McIlroy, 27, adopted the left-below-right putting grip - as used by Jordan Spieth - at Doral in March, but the plan lasted all of three months as the world number three went back to his conventional grip during the first round of Jack Nicklaus' Memorial Tournament on Thursday.
Despite taking 29 putts en route to a 1-under 71 on day one at Muirfield Village - to sit seven strokes adrift of leader Dustin Johnson - the Northern Irishman admits he is more than pleased with the decision, especially with the US Open at Oakmont just two weeks away.
"I've given left-hand low a go - I won a tournament with it, but I'm moving on," said McIlroy, who won by three strokes at the K Club in his last start.

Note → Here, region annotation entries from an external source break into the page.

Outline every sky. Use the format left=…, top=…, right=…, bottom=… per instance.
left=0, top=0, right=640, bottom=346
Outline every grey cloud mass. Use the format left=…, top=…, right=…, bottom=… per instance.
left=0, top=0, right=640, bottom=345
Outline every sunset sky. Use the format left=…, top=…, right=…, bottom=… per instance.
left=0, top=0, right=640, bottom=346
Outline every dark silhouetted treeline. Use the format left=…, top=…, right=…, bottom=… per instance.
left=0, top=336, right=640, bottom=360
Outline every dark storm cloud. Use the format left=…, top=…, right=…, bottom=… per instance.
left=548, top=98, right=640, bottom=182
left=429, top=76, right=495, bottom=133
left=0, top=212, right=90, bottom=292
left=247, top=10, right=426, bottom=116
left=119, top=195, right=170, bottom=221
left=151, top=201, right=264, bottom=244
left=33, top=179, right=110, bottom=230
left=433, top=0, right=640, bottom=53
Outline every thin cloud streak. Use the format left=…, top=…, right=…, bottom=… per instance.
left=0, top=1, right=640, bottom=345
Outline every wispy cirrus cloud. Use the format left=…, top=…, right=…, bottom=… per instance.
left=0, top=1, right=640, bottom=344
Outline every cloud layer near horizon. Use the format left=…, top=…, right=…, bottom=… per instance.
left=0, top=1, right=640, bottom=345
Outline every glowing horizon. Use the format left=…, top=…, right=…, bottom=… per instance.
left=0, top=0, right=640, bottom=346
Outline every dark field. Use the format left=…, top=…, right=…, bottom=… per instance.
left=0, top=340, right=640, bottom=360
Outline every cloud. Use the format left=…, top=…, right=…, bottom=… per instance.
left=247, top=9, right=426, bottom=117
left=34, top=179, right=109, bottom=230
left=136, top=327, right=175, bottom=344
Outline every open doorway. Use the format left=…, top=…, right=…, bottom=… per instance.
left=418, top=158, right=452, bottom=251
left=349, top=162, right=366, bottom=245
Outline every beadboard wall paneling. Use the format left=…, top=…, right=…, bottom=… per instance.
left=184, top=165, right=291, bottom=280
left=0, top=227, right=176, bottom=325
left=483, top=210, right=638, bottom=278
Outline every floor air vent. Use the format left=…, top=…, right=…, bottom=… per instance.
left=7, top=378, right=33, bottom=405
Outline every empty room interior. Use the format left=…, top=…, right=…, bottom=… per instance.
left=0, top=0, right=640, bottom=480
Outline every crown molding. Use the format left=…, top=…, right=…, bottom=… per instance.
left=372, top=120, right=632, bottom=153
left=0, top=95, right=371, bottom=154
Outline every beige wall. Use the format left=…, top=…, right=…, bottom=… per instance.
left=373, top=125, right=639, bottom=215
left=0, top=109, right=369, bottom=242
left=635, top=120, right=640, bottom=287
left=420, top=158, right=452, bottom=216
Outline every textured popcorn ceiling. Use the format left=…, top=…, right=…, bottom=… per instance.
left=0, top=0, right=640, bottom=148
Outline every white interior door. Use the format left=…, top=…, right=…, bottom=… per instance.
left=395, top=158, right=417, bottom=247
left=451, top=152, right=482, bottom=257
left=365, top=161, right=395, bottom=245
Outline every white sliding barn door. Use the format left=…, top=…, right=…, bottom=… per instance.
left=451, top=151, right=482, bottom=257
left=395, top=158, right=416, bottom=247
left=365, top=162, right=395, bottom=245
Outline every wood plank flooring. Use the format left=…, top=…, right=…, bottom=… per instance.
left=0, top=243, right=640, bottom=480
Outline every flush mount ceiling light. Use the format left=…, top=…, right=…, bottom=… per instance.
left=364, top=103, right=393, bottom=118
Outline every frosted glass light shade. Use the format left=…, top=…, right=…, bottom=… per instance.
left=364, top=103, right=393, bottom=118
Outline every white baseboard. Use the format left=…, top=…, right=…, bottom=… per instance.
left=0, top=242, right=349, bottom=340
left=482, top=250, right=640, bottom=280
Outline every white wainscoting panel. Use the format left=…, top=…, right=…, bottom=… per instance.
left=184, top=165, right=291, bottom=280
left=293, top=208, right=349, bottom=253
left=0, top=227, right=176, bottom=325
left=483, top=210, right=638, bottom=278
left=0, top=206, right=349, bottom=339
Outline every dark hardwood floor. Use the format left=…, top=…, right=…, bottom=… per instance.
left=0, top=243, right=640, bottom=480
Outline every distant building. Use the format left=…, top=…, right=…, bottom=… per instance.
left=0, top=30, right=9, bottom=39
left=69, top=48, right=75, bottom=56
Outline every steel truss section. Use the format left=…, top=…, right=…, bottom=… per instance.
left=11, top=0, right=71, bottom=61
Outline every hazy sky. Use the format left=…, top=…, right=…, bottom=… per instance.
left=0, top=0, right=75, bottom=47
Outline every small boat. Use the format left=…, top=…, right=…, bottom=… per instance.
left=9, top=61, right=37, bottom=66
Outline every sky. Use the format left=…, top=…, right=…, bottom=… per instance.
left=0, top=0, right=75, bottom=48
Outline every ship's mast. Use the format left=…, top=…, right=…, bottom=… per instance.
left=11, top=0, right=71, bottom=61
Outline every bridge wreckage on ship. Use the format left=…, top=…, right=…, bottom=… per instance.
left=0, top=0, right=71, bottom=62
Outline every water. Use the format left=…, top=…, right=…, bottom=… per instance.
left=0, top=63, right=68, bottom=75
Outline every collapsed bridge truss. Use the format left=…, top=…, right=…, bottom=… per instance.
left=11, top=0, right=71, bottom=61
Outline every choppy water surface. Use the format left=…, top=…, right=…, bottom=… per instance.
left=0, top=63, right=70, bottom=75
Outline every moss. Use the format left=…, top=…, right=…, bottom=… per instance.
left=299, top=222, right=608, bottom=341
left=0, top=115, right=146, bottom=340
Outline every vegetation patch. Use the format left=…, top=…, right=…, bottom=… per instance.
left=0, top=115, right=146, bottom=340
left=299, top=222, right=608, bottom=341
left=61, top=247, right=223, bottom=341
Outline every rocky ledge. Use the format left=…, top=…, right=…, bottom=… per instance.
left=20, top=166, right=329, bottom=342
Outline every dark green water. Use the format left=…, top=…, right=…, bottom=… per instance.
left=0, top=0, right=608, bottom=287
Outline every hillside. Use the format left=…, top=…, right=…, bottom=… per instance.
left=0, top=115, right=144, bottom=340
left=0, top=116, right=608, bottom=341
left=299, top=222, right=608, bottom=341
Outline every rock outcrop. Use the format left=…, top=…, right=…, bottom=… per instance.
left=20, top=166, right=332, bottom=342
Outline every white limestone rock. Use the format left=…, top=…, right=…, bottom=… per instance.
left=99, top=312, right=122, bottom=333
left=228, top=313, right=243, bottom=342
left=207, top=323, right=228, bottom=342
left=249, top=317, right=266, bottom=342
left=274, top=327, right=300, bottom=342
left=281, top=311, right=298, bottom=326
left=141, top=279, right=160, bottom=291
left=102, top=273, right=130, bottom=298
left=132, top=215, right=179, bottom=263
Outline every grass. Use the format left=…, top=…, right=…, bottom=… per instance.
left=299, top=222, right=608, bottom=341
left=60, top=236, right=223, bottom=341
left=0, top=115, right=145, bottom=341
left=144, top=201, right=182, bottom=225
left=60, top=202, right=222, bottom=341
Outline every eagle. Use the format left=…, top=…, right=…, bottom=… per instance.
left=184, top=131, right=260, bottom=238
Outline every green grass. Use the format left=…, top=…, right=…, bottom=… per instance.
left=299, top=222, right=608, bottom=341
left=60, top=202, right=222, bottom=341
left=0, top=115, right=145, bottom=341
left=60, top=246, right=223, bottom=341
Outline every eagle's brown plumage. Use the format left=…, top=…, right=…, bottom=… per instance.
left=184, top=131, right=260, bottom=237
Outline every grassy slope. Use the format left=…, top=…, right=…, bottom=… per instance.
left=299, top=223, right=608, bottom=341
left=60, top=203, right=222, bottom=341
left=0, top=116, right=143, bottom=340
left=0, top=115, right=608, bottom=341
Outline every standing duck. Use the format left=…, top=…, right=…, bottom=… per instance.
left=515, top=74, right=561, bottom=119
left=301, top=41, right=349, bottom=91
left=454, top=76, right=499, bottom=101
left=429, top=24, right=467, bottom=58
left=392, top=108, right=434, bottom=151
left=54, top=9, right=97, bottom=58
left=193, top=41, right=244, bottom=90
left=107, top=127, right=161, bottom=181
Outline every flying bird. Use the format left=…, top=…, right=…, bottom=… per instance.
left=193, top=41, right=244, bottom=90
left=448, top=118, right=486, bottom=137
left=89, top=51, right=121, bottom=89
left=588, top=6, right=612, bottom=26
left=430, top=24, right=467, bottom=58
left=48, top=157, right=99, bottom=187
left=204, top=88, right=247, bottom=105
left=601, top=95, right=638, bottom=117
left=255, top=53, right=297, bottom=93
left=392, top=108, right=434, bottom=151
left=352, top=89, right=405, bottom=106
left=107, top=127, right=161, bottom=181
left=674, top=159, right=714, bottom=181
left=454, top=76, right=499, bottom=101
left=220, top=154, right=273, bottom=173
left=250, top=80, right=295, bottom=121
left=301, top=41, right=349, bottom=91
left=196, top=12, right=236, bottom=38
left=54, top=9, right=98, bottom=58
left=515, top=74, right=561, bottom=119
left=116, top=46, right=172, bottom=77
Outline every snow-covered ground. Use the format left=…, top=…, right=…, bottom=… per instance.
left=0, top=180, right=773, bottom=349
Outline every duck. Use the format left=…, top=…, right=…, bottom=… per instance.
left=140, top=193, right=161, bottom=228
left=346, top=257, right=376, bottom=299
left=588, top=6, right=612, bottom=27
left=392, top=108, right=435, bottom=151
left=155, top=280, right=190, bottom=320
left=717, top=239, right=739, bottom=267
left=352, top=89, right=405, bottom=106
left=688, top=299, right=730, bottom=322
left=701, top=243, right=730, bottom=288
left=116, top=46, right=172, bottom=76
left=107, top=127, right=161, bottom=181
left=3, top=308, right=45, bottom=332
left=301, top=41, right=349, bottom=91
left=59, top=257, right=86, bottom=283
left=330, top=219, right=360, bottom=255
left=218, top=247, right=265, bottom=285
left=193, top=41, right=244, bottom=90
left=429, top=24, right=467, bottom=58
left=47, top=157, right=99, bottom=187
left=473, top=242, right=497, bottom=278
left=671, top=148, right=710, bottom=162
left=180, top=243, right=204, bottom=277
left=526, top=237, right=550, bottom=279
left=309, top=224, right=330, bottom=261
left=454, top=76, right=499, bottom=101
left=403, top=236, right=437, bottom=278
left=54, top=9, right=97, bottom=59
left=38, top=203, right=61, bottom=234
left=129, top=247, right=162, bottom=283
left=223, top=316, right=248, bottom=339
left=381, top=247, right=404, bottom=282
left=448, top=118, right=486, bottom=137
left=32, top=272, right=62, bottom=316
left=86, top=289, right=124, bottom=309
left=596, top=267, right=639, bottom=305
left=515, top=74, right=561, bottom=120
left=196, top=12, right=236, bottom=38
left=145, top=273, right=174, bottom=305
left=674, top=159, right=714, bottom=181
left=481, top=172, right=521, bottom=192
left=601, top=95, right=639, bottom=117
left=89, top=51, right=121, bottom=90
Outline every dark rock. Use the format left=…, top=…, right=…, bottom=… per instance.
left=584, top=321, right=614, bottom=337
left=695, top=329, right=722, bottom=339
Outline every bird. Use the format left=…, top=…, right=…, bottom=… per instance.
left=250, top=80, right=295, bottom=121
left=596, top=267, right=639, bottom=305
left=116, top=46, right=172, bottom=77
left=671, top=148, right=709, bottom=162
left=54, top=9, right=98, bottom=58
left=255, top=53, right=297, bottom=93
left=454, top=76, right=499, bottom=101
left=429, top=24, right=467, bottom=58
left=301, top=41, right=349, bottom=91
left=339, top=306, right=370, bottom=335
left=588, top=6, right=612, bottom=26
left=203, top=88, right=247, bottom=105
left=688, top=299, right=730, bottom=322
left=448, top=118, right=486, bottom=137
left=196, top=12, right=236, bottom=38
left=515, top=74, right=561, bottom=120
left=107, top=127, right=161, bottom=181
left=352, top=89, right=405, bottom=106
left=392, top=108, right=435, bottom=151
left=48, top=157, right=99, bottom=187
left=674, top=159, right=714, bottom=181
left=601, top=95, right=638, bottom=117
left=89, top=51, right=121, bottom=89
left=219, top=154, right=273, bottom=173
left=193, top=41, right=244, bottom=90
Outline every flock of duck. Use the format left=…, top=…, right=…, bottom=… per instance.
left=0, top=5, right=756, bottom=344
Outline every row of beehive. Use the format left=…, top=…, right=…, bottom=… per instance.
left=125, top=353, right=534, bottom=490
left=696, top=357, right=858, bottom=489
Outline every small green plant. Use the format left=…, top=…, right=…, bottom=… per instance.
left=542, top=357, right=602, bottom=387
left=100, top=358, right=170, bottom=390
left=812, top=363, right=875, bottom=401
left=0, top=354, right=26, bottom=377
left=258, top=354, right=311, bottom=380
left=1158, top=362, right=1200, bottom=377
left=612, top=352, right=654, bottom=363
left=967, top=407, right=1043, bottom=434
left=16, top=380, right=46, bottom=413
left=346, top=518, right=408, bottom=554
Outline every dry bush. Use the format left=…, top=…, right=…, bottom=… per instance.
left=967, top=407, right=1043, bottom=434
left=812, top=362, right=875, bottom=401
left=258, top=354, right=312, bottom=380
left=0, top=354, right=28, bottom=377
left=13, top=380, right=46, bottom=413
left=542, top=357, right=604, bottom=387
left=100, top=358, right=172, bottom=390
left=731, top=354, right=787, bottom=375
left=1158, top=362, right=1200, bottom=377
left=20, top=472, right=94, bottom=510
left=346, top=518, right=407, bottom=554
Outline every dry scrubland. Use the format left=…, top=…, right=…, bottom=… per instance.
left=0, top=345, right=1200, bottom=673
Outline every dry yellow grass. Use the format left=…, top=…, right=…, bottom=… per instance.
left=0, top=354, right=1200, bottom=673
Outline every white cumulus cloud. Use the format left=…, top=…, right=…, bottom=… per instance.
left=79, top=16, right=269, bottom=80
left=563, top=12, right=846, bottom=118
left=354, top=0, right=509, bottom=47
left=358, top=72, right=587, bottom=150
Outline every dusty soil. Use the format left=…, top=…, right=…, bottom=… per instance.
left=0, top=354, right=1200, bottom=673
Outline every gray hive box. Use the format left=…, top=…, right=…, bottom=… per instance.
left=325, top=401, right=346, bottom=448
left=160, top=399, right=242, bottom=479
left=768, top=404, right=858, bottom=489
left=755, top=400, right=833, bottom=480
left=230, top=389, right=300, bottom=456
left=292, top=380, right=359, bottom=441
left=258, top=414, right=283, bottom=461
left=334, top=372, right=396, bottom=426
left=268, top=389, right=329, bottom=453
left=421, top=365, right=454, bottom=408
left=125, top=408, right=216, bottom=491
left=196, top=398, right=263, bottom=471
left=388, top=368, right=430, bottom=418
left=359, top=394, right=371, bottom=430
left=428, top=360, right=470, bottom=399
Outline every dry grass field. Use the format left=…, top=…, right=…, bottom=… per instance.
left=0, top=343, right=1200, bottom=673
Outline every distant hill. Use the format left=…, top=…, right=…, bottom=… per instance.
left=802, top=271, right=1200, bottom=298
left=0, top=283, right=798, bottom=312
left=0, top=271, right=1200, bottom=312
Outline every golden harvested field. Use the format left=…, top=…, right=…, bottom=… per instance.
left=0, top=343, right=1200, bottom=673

“I had 127 putts the week I won the Irish Open. So it's not as if I putted particularly well that week. I won that golf tournament with my ball striking alone. I just felt like it was time to – you know, I thought about it for a while, and I was messing around on the putting green over the weekend. Just went back to the grip and really trying to focus on the basics like setup and eye position and ball position and stuff like that, alignment.
“I feel like my pace was a little off left-hand low, and I feel like coming into golf courses like here where the greens are really quick, and obviously Oakmont [site of the US Open], where the greens were ridiculously fast, I felt like to give myself the best chance of having a little bit more feel and a little bit more visualization and stuff, I just needed go back to what I've done for most of my career.”
It didn’t take long for McIlroy to get used to the conventional grip.
“This feels, after that 30 minutes or an hour, it feels normal,” he added.
“One thing I did like about left-hand low is it squared my shoulders up. So I'm really trying to focus on alignment and really setting up to the ball correctly each and every time and being really strict with that.
“I feel for me, the margins in putting are so fine, and that's the thing for me that I feel like the difference between having a good putting day and a bad putting day is very, very small. Where for me, anyway, a fairway is 30 yards wide. I mean, you can fit a million golf balls in a row that length – that width of the fairway, where in putting it's just a little bit finer than that.
“It's a mental thing for me, as well, but I feel like the way I'm putting, I'm definitely on the right track.”
McIlroy was once again imperious off the tee, finding 10 of 14 fairways and averaging 302 yards off the tee.
He will need to get hot with the flatstick if he's to contend for a maiden Memorial title, though, with Johnson already seven strokes ahead of him in the lead, and world number one Jason Day five shots ahead of him in third.
Jordan Spieth fared one shot better than McIlroy with a round of 70.